La Presse, 21 juin 1906, BAnQ

Alors que le parc n’est même pas encore en fonction, en mars 1906, un bâtiment du Parc s’écroule, faisant du coup une vingtaine d’ouvriers blessés.  Cela n’empêchera pas le Parc Dominion d’être inauguré sous le signe de la joie et du divertissement.  En juin 1906, la femme d’un dompteur se faisait mordre par leur gros chien danois qui séjournait dans une cage avec… quatre lions!  Ses blessures étant graves, elle a eu la chance qu’un docteur soit présent sur les lieux et puisse lui apporter les premiers soins.  Sachez qu’ici au Québec, que ce soit avec la venue des cirques ou dans les parcs d’attractions, une kyrielle de mésaventures incroyables est survenue avec des animaux, que ce soit des évasions en pleine ville ou encore des décès violents. 

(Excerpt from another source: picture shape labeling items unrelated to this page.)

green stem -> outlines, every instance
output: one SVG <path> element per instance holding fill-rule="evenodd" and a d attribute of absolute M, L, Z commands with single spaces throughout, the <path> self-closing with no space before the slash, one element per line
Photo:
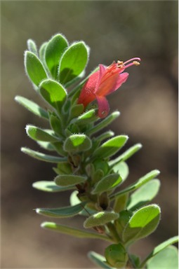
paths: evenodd
<path fill-rule="evenodd" d="M 112 235 L 112 237 L 116 243 L 119 243 L 121 241 L 121 239 L 119 237 L 119 235 L 117 233 L 117 231 L 116 230 L 116 227 L 112 223 L 110 222 L 109 223 L 107 224 L 107 226 Z"/>

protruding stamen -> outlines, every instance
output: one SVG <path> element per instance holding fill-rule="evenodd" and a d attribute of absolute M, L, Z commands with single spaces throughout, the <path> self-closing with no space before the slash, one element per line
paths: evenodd
<path fill-rule="evenodd" d="M 140 65 L 140 62 L 138 62 L 138 61 L 133 61 L 133 64 L 134 64 L 134 65 L 136 65 L 136 66 L 138 66 L 138 65 Z"/>
<path fill-rule="evenodd" d="M 141 61 L 140 58 L 139 58 L 138 57 L 135 57 L 134 58 L 131 58 L 131 59 L 129 59 L 127 61 L 124 62 L 124 64 L 126 64 L 128 62 L 138 62 L 138 61 Z"/>

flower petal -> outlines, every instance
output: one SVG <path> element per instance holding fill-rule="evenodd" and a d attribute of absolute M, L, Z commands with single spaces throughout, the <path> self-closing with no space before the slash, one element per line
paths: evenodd
<path fill-rule="evenodd" d="M 84 85 L 79 97 L 78 99 L 78 104 L 83 104 L 86 107 L 89 103 L 95 99 L 94 94 L 96 84 L 98 81 L 99 71 L 93 73 L 88 78 L 86 84 Z"/>
<path fill-rule="evenodd" d="M 117 81 L 117 83 L 115 85 L 114 88 L 113 88 L 113 90 L 112 92 L 114 92 L 117 89 L 119 89 L 119 87 L 122 85 L 122 83 L 124 83 L 124 82 L 126 81 L 127 78 L 128 77 L 128 73 L 121 73 L 119 74 L 119 78 Z M 111 93 L 112 92 L 109 92 Z"/>
<path fill-rule="evenodd" d="M 98 104 L 98 116 L 105 118 L 110 111 L 109 103 L 103 96 L 96 95 L 96 99 Z"/>

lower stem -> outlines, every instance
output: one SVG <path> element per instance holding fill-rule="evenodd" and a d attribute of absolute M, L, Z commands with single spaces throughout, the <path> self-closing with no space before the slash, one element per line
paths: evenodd
<path fill-rule="evenodd" d="M 119 237 L 119 235 L 117 233 L 117 231 L 116 230 L 116 227 L 114 226 L 114 225 L 112 222 L 110 222 L 109 223 L 107 224 L 107 226 L 111 233 L 111 235 L 114 242 L 119 243 L 121 241 L 121 239 Z"/>

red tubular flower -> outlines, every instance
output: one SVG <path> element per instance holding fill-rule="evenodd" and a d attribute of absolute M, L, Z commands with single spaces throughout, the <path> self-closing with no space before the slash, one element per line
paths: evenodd
<path fill-rule="evenodd" d="M 128 74 L 123 71 L 131 65 L 140 64 L 138 61 L 140 61 L 140 59 L 135 57 L 125 62 L 113 62 L 109 67 L 100 64 L 100 69 L 93 73 L 84 85 L 78 104 L 83 104 L 86 107 L 96 99 L 98 104 L 98 116 L 106 117 L 110 111 L 110 106 L 105 97 L 114 92 L 126 81 Z"/>

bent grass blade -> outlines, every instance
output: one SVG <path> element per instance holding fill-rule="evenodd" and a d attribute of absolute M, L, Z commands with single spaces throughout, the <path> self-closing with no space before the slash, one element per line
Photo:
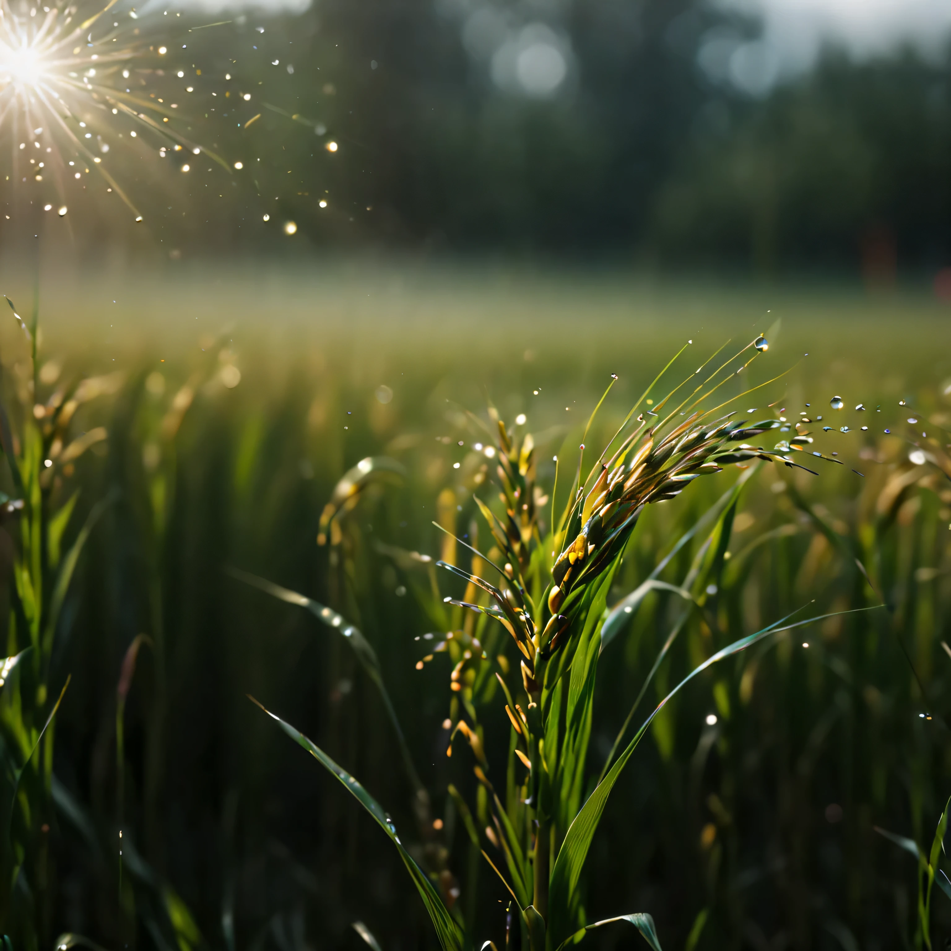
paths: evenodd
<path fill-rule="evenodd" d="M 423 904 L 426 905 L 426 910 L 429 912 L 429 917 L 433 922 L 433 926 L 436 928 L 436 933 L 438 936 L 443 951 L 462 951 L 461 928 L 456 924 L 452 915 L 446 909 L 446 906 L 442 903 L 442 899 L 439 898 L 438 893 L 433 887 L 433 883 L 426 877 L 426 874 L 416 864 L 413 857 L 399 841 L 393 821 L 383 811 L 379 803 L 350 773 L 338 766 L 317 744 L 309 740 L 300 730 L 295 729 L 290 724 L 275 716 L 275 714 L 255 700 L 254 697 L 249 695 L 248 699 L 260 707 L 272 720 L 276 721 L 281 728 L 295 743 L 306 749 L 320 766 L 328 772 L 333 773 L 340 785 L 373 816 L 377 825 L 389 836 L 390 841 L 399 852 L 399 857 L 403 860 L 403 864 L 410 873 L 410 877 L 413 879 L 413 883 L 419 892 L 419 897 L 422 899 Z"/>
<path fill-rule="evenodd" d="M 714 664 L 726 659 L 727 657 L 731 657 L 733 654 L 739 653 L 741 650 L 751 647 L 764 637 L 769 636 L 769 634 L 780 633 L 784 631 L 791 631 L 794 628 L 802 628 L 808 624 L 815 624 L 816 622 L 825 620 L 827 617 L 837 617 L 842 614 L 853 614 L 864 611 L 874 611 L 879 607 L 882 606 L 876 605 L 871 608 L 859 608 L 855 611 L 831 611 L 827 614 L 820 614 L 816 617 L 810 617 L 804 621 L 797 621 L 794 624 L 784 626 L 781 626 L 783 625 L 782 621 L 776 622 L 775 624 L 769 625 L 767 628 L 764 628 L 762 631 L 758 631 L 753 634 L 748 634 L 746 637 L 740 638 L 738 641 L 734 641 L 722 650 L 718 650 L 711 657 L 708 658 L 708 660 L 706 660 L 703 664 L 694 668 L 693 670 L 691 670 L 679 684 L 677 684 L 676 687 L 674 687 L 672 690 L 670 690 L 670 692 L 657 705 L 650 716 L 649 716 L 644 722 L 633 739 L 631 739 L 631 743 L 628 744 L 627 748 L 615 761 L 614 765 L 608 772 L 608 775 L 605 776 L 605 778 L 595 786 L 594 791 L 582 806 L 581 811 L 572 823 L 571 827 L 568 830 L 568 834 L 565 836 L 565 841 L 558 852 L 554 867 L 552 869 L 551 878 L 551 901 L 549 907 L 552 909 L 552 918 L 549 927 L 555 941 L 560 942 L 568 938 L 566 932 L 568 931 L 569 926 L 568 908 L 570 905 L 570 899 L 572 894 L 577 888 L 578 880 L 581 877 L 581 870 L 584 866 L 585 859 L 588 857 L 588 850 L 591 846 L 592 840 L 594 838 L 594 832 L 601 820 L 601 815 L 608 804 L 608 797 L 611 795 L 611 790 L 613 787 L 614 783 L 617 782 L 617 778 L 620 776 L 621 770 L 627 765 L 631 755 L 633 753 L 634 749 L 637 748 L 637 745 L 640 743 L 641 738 L 650 726 L 650 722 L 664 708 L 665 705 L 673 696 L 675 696 L 682 688 L 686 687 L 687 684 L 689 684 L 694 677 L 702 673 L 708 668 L 712 667 Z"/>
<path fill-rule="evenodd" d="M 383 683 L 383 671 L 380 670 L 377 651 L 373 650 L 373 645 L 363 636 L 363 633 L 352 624 L 348 624 L 343 616 L 338 614 L 336 611 L 303 594 L 291 591 L 289 588 L 281 588 L 281 585 L 276 585 L 266 578 L 261 578 L 257 574 L 250 574 L 248 572 L 243 572 L 237 568 L 229 568 L 227 572 L 233 578 L 243 581 L 245 584 L 251 585 L 253 588 L 257 588 L 259 591 L 262 591 L 266 594 L 278 598 L 279 601 L 284 601 L 287 604 L 295 604 L 299 608 L 304 608 L 319 621 L 325 624 L 328 628 L 337 631 L 350 644 L 360 666 L 379 691 L 383 706 L 386 708 L 387 716 L 389 716 L 390 723 L 393 725 L 393 729 L 397 734 L 397 740 L 399 743 L 399 752 L 402 756 L 403 766 L 409 780 L 417 792 L 422 790 L 423 785 L 419 779 L 419 774 L 416 770 L 416 767 L 413 765 L 413 758 L 406 744 L 406 737 L 403 734 L 402 728 L 399 726 L 396 708 L 390 700 L 390 695 Z"/>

Acte de notaire de la Dominion Park co. # 12325, Ancestry, Fonds Cour Supérieure. District judiciaire de Montréal. Cote CN601. Croquis: La Presse, 12 mars 1906, BAnQ
Le Canada, 16 juillet 1906, BAnQ

C’est en juillet 1906 que je retrouve une nouvelle qui se démarque du lot, surtout pour l’époque.  Deux jeunes hommes arrêtés pour avoir personnifié de “fausses filles” afin de séduire des hommes et de leur faire dépenser « joliment » des sous dans les attractions. Or, l’endroit semble attirer son lot de « pickpockets« .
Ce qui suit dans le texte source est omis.